I use Cloudflare’s cloudflared to drive DoH because it’s what I use alongside the Pi-Hole. It’s an open source cross-platform DNS proxy that routes DNS queries to wherever you’d like to route them. Cloudflare has the IP address 1.1.1.1 for DNS queries, but supports DoH at 1.1.1.1/dns-query. Google likewise accepts DoH queries at 8.8.8.8/dns-query. So ‘all’ you need to do is install cloudflared, configure it to run at startup, and set it up to route DNS queries from browsers, apps and so forth to a DoH site like those mentioned above.

Installing cloudflared is straightforward. Grab the installer file from Cloudflare and run it:

wget https://github.com/cloudflare/cloudflared/releases/latest/download/cloudflared-linux-arm64.deb
sudo dpkg -i *.deb

Note I’ve included the URL for the 64-bit version of cloudflared.

Update The process for install the 32-bit version is slightly different:

wget https://github.com/cloudflare/cloudflared/releases/latest/download/cloudflared-linux-arm
sudo cp ./cloudflared-linux-arm /usr/local/bin/cloudflared
sudo chmod +x /usr/local/bin/cloudflared

You can check that you’re up to date with cloudflared --version and subsequently update the proxy with cloudflared update.

Configuring it is done like this: create a config file which you’ll subsequently tell the system to load into cloudflared at startup:

sudo nano /etc/default/cloudflared

To this file, add the line:

CLOUDFLARED_OPTS=--upstream https://1.1.1.1/dns-query --upstream https://8.8.8.8/dns-query

Here I’ve set two DNS targets: Cloudflare’s and, as backup, Google’s. Save the file: hit ctrlc, y and hit Enter.

Now you set up a service to run cloudflared at startup.
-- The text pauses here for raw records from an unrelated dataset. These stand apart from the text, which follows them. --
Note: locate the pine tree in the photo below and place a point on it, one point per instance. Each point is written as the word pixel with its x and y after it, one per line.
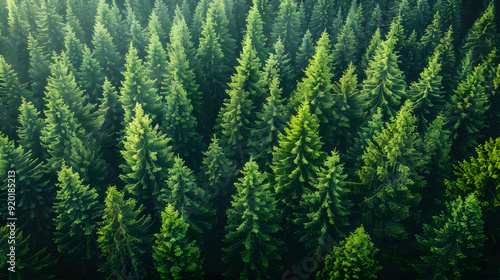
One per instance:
pixel 287 27
pixel 30 129
pixel 137 88
pixel 78 210
pixel 174 255
pixel 466 111
pixel 11 93
pixel 180 124
pixel 317 87
pixel 28 261
pixel 252 246
pixel 353 259
pixel 477 175
pixel 483 36
pixel 34 197
pixel 106 54
pixel 148 156
pixel 384 85
pixel 156 62
pixel 255 30
pixel 390 178
pixel 272 119
pixel 183 193
pixel 427 94
pixel 123 237
pixel 326 206
pixel 453 242
pixel 296 160
pixel 90 76
pixel 50 33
First, run this code, to generate the service definition:

sudo tee /etc/systemd/system/cloudflared.service >/dev/null <<EOF
[Unit]
Description=DNS over HTTPS (DoH) proxy client
Wants=network-online.target nss-lookup.target
Before=nss-lookup.target
After=network-online.target syslog.target

[Service]
AmbientCapabilities=CAP_NET_BIND_SERVICE
CapabilityBoundingSet=CAP_NET_BIND_SERVICE
DynamicUser=yes
EnvironmentFile=/etc/default/cloudflared
ExecStart=/usr/local/bin/cloudflared proxy-dns $CLOUDFLARED_OPTS
Restart=on-failure
RestartSec=10
KillMode=process

[Install]
WantedBy=multi-user.target
EOF

The following command starts the service:

sudo systemctl enable --now cloudflared

You can test your setup is working at this point with the dig tool. This won’t be installed on your Pi — you can get it now with:

sudo apt update && sudo apt install dnsutils -y

You can then run the following command to get Cloudflare’s IPv6 IP address. It will come up almost instantaneously. If there’s a long wait, check you started the service and the you entered the config files correctly.
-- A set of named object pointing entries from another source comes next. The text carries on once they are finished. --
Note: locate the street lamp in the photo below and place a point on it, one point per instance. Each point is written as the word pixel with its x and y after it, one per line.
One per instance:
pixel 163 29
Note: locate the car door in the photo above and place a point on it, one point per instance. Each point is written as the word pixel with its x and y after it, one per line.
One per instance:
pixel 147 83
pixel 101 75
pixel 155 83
dig +short @127.0.0.1 cloudflare.com AAAA

The DNS proxy is set up and running, but it’s not yet connected to the system. To do so, edit the Pi’s DHCP daemon configuration:

sudo nano /etc/dhcpcd.conf

Scroll to the end of the file and add the following lines:

interface eth0
static domain_name_servers=127.0.0.1

interface wlan0
static domain_name_servers=127.0.0.1

This tells dhcpd to send DNS requests to localhost, which is where cloudflared is listening — as the earlier test confirmed. Save the config file and then reboot.
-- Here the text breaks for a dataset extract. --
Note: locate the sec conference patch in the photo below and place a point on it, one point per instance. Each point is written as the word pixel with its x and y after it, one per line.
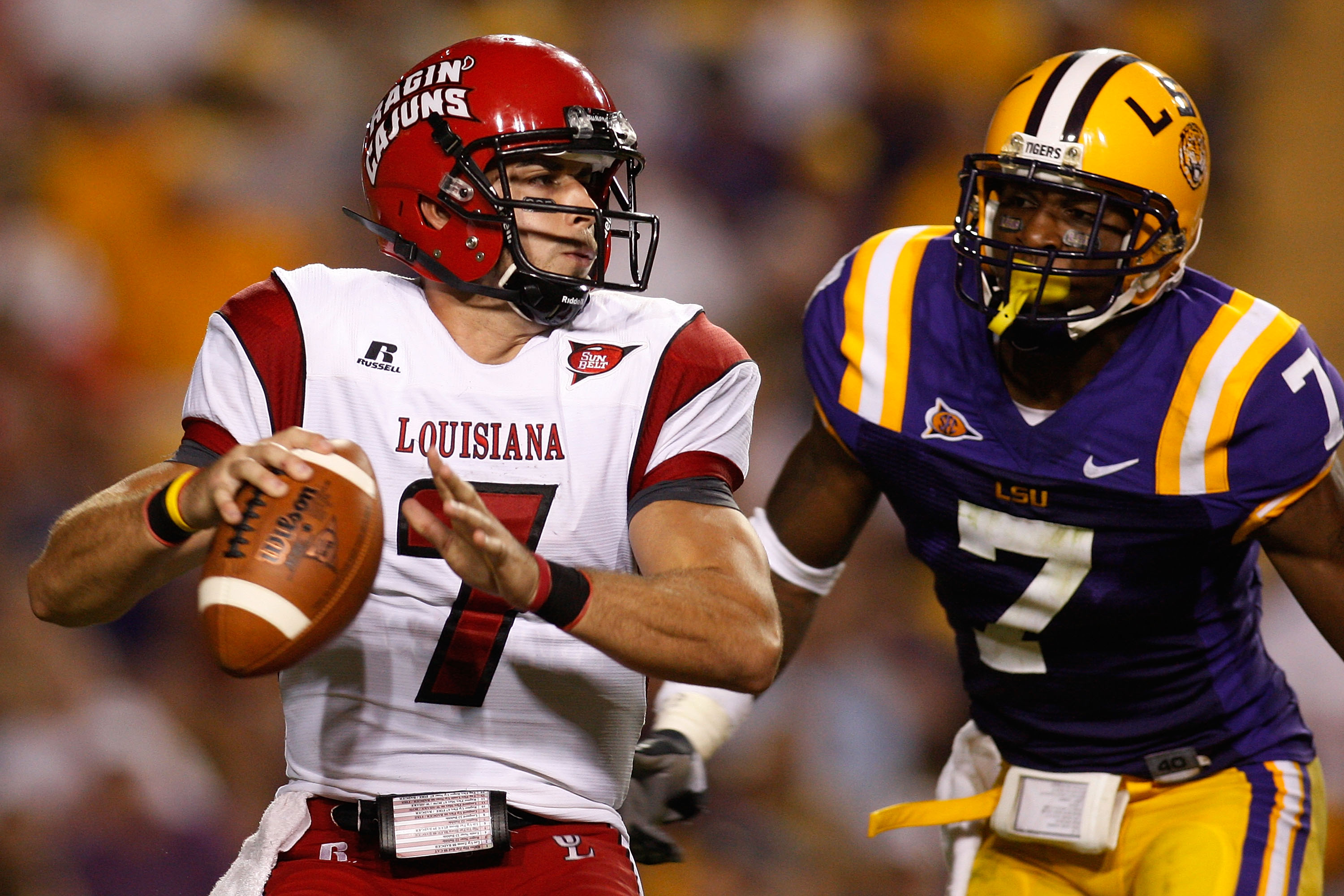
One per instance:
pixel 594 358
pixel 944 422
When your Pi is back up, you can check dhcpd is doing the right thing by looking at the contents of the file /etc/resolv.conf. It’ll have the line nameserver 127.0.0.1. Now you can fire up a browser or update apt and know the server address requests are being encrypted and relayed to a verified server. You can also use dig:

dig +short cloudflare.com AAAA

Note that this time you don’t tell dig which DNS server to use (the @127.0.0.1 in the earlier call) so that it’ll use the system-specified one, ie. the one set through your DHCPCD changes.